The subpoena, signed by House Foreign Affairs Committee Chair Michael McCaul (R-Texas), comes after a tense exchange between the two men last week, when McCaul described the State Department’s reasoning for withholding a document as “bullshit” and gave Blinken until Monday to turn over the document as well as his reply.
“This committee is empowered by the U.S. Constitution to conduct oversight of the State Department,” McCaul said in a statement.
“We have made multiple good faith attempts to find common ground so we could see this critical piece of information. Unfortunately, Secretary Blinken has refused to provide the Dissent Cable and his response to the cable, forcing me to issue my first subpoena as chairman of this committee. The American people deserve answers as to how this tragedy unfolded, and why 13 U.S. servicemembers lost their lives. We expect the State Department to follow the law and comply with this subpoena in good faith.”
McCaul views a dissent cable authored by at least 23 diplomats serving at the U.S. Embassy in Kabul as critically important to understanding why the Biden administration failed to anticipate the rapid fall of the American-backed government and takeover by the Taliban.
Taliban forces took Kabul on August 15, complicating an already difficult exit process for the U.S. The fall of the city required the return of some military forces to help secure Hamid Karzai International Airport and aid with a rushed evacuation of citizens and allies just two weeks ahead of a total drawdown of forces.

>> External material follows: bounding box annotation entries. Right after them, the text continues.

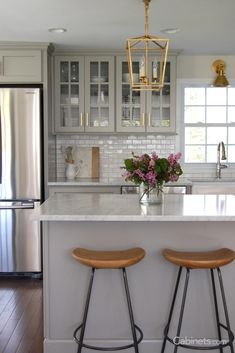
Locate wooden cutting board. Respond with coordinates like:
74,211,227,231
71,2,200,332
74,146,100,178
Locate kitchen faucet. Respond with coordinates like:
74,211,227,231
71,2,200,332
216,141,228,179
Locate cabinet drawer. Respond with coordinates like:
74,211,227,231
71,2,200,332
0,50,42,83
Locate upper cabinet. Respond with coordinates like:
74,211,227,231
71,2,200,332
54,56,114,133
54,54,176,134
116,56,176,133
0,49,42,83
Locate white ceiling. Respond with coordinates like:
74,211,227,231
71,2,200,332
0,0,235,54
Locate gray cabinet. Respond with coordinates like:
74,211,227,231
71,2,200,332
0,49,42,83
116,56,176,133
54,56,114,133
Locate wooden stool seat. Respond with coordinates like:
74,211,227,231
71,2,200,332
163,248,235,269
72,248,145,269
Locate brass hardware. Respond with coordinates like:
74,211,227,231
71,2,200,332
148,113,151,127
212,60,229,87
86,113,89,126
126,0,169,91
80,113,83,126
141,113,145,126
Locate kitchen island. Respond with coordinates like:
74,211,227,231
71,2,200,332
36,193,235,353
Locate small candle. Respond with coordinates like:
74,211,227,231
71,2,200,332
140,56,145,77
153,59,157,80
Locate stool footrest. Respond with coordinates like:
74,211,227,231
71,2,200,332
73,324,143,351
164,323,234,351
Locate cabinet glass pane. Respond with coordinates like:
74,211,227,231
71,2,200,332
164,62,171,82
132,91,140,106
89,107,100,127
162,85,171,107
122,107,131,127
60,61,69,82
122,85,130,104
60,107,69,127
132,106,140,126
228,87,235,105
151,60,171,83
151,108,161,127
70,61,79,82
228,107,235,123
90,85,99,106
152,91,160,107
90,61,100,82
60,85,69,104
100,61,109,82
70,85,79,104
161,108,170,127
70,107,79,127
100,108,109,126
100,85,109,105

The cable has been sought by leaders on both sides of the committee since before the completion of the withdrawal at the end of August 2021. However, the subpoena is the first from McCaul, who has pledged to conduct a thorough review of the U.S. evacuation from Afghanistan.
While more than 100,000 U.S. citizens, residents, and Afghan allies were airlifted from the country many who assisted the U.S. in its 20-year effort were left behind.
Last week the State Department told the committee in a letter obtained by The Associated Press that they would be willing to sit for a briefing to describe the contents of the cable.
“The Department is prepared to discuss a path that would communicate to you the circumstances and substance of the requested cable exchange, as an extraordinary accommodation,” the letter said.
“The Department trusts that this accommodation will address the Committee’s request for information while preserving the confidential nature of the Dissent Channel.”
State Department spokesman Vedant Patel said Monday that the department should not undermine what is designed to be a confidential way for diplomats to speak to leaders.
“It is a unique way for anyone in the department to speak truth to power as they see it without fear or favor. And they do it by the regulations we have established for these cables in a privileged and confidential way,” Patel said. “It’s vital to us that we preserve the integrity of that process and of that channel.”
The Associated Press contributed to this report.